Dauer und Umfang des Trainings

Die Trainingsdauer beträgt in der Regel 5-6 Monate. Das Gruppentraining mit insgesamt 16 Treffen, findet jeweils wöchentlich für 3-4 Stunden im Block statt. Ein Intensivwochenende, eine erlebnispädagogische Aktion und Einzelgespräche sind weitere Bestandteile des Trainings.

Teilnahmebedingungen

Die Gruppenteilnahme setzt ein Aufnahme- und Auswahlgespräch mit einer Trainerperson voraus. Eine Eigenmotivation muss nicht vorliegen.

Folgende Verfahrenswege zur Aufnahme sind möglich:

  1. Über das zuständige Jugendamt nach §§ 27,29 SGB VIII, Hilfe zur Erziehung.
  2. Über jugendgerichtliche Maßnahmen.
  3. Über eine schulische Auflage.

Bei Aufnahme wird mit den Teilnehmern ein Teilnahmevertrag abgeschlossen und eine schriftliche Erklärung ist abzugeben, wonach Urteile, Berichte der Jugendhilfe im Strafverfahren und Ermittlungsakten eingesehen werden dürfen. Die Einverständniserklärung enthält auch die Erlaubnis zum konfrontativen und provokativen Umgang. Bei Minderjährigen unterzeichnen ebenfalls die gesetzlichen Vertreter.

Finanzierung

Das Training gilt als Hilfe zur Erziehung nach den §§ 27, 29 SGB VIII.

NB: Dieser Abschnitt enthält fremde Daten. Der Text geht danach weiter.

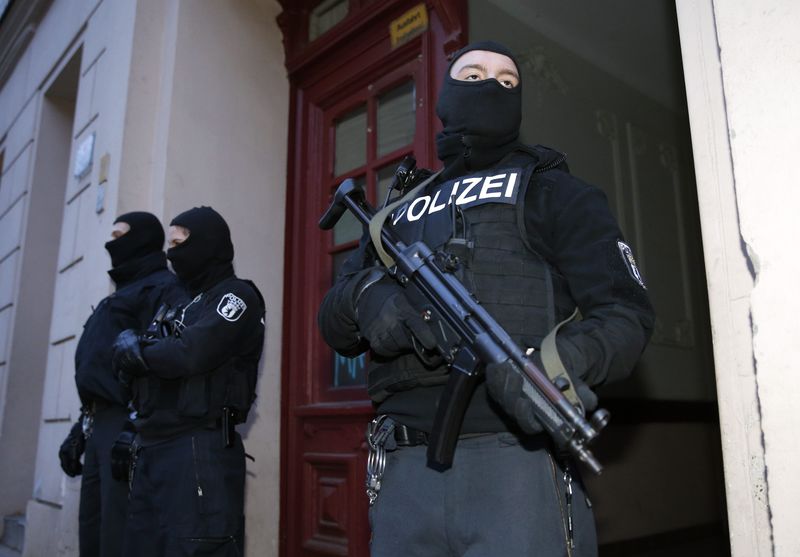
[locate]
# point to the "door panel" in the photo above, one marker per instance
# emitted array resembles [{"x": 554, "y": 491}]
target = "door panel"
[{"x": 358, "y": 107}]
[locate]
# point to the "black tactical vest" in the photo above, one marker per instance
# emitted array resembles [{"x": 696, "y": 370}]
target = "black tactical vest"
[
  {"x": 170, "y": 405},
  {"x": 479, "y": 218}
]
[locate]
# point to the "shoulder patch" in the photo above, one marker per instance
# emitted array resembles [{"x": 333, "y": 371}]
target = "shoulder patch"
[
  {"x": 627, "y": 256},
  {"x": 231, "y": 307}
]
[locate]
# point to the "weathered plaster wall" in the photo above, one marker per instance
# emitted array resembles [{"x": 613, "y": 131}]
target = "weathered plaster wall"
[{"x": 742, "y": 65}]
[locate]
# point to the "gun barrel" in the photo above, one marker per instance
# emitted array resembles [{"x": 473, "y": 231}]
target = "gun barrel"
[{"x": 415, "y": 264}]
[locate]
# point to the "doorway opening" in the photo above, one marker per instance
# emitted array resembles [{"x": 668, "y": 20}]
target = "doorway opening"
[{"x": 604, "y": 83}]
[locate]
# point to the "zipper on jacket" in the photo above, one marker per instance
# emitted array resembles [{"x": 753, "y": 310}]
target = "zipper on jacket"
[{"x": 196, "y": 473}]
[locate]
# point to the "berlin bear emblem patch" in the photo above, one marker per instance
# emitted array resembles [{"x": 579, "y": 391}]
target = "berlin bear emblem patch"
[
  {"x": 627, "y": 256},
  {"x": 231, "y": 307}
]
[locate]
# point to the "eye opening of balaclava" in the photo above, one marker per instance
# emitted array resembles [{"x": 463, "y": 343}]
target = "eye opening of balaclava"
[
  {"x": 145, "y": 236},
  {"x": 480, "y": 119},
  {"x": 140, "y": 250},
  {"x": 206, "y": 256}
]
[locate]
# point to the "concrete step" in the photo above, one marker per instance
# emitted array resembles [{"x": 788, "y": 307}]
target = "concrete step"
[{"x": 13, "y": 532}]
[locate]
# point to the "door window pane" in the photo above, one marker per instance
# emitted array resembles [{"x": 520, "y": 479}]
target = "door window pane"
[
  {"x": 350, "y": 149},
  {"x": 325, "y": 16},
  {"x": 396, "y": 120},
  {"x": 384, "y": 178},
  {"x": 348, "y": 228}
]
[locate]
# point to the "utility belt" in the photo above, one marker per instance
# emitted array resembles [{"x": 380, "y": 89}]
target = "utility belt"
[
  {"x": 383, "y": 435},
  {"x": 225, "y": 423}
]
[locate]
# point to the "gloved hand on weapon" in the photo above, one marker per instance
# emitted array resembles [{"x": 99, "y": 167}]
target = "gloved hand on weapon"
[
  {"x": 389, "y": 323},
  {"x": 126, "y": 358},
  {"x": 71, "y": 450}
]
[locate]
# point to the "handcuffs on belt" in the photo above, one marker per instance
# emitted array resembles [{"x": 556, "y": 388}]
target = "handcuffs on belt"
[{"x": 379, "y": 430}]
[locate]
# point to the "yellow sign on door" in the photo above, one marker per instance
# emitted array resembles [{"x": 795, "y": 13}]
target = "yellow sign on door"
[{"x": 408, "y": 25}]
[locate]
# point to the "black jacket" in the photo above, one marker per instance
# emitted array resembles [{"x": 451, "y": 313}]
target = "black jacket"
[
  {"x": 192, "y": 374},
  {"x": 569, "y": 223},
  {"x": 130, "y": 307}
]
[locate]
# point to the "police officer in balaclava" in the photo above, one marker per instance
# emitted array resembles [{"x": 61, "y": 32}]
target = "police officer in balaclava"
[
  {"x": 194, "y": 380},
  {"x": 139, "y": 271},
  {"x": 534, "y": 243}
]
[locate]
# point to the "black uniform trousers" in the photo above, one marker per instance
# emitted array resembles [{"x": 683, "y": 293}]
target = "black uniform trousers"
[
  {"x": 101, "y": 518},
  {"x": 503, "y": 497},
  {"x": 187, "y": 498}
]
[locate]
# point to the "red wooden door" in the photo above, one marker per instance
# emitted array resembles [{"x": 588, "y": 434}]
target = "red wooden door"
[{"x": 358, "y": 106}]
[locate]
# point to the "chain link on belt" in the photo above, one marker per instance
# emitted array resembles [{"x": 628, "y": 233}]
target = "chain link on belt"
[{"x": 378, "y": 431}]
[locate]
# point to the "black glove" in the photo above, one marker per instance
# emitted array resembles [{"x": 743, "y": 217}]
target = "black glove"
[
  {"x": 126, "y": 356},
  {"x": 505, "y": 382},
  {"x": 71, "y": 450},
  {"x": 121, "y": 453},
  {"x": 388, "y": 321}
]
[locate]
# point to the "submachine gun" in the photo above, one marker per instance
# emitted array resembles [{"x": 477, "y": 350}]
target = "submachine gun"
[{"x": 468, "y": 338}]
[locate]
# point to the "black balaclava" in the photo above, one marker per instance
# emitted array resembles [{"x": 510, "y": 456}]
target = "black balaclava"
[
  {"x": 206, "y": 256},
  {"x": 481, "y": 119},
  {"x": 139, "y": 251}
]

Um in besonderen Fällen eine zeitnahe und niederschwellige Aufnahme für Teilnehmer zu ermöglichen, akquirieren wir zusätzlich Fördergelder.

Unsere bisherigen Förderer:

- Sicheres Freiburg e.V.

- Bußgelder

Trainerpersonen

Die Durchführung der Anti- Aggressivitätstrainings® erfolgt durch Leitung zweier in diesem Bereich erfahrener pädagogischer Fachkräfte mit Zusatzqualifikationen, wie Anti-Aggressivitäts- und Coolnesstraining®

Ein Tutor: Ehemaliger erfolgreicher Teilnehmer eines Anti-Aggressivitäts-Trainings.

Externe Referenten, z.B. Gerichtsmediziner, Jugendrichter und Deeskalationstrainer werden zu bestimmten Themen in das Training eingeladen.